Introduction

Beagle is a black box web application security scanner.

Currently identified issues:

  • SQL Injection (error based, time delays, boolean)
  • Cross-site Scripting (XSS)
  • File Inclusion
  • URL Redirection to Untrusted Site (aka open redirect)
  • Command Injection (normal, blind)
  • Code Evaluation (PHP, ASP, Perl, Node.js, Apache Struts)
  • File Upload
  • XML External Entity (XXE)
  • HTML Injection (e.g, frame injection, external script injection, base tag hijacking, form hijacking)
  • Header Injection
  • Backup Files
  • Source Code Disclosure
  • Directory Listing
  • Error Messages
  • Predictable Resource Locations
  • Unexpected Redirect Response
  • Version Disclosure
  • Email Disclosure
  • Internal IP Address
  • Internal Path

Key Features

  • Plugin based
    • Pluggable modules allow application to extend its behaviour
  • Multi scan session
    • More than one scan session can be handled in one instance of the application.

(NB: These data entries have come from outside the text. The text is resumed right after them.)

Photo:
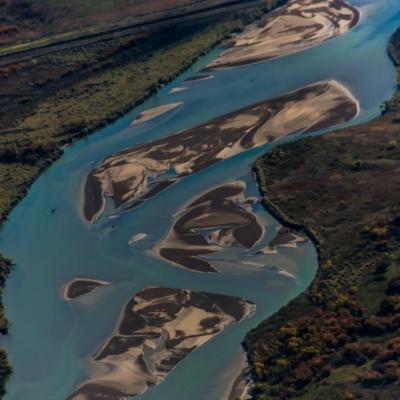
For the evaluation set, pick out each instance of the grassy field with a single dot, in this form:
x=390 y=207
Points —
x=51 y=99
x=340 y=339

It does not need separate instances to manage them.
  • Scripting support
    • Attack payloads can be generated while assessing manual tests.
  • Easier URL Rewrite detection ( no threshold, no configuration )
  • Manual browsing feature.
    • If you want to scan a website while you are browsing, you will most probably like this feature. Because you don’t need a browser installed in local machine or proxy configuration, Beagle includes an embedded browser to perform such scans. For example; you can use this feature to test only a page without crawling the whole website.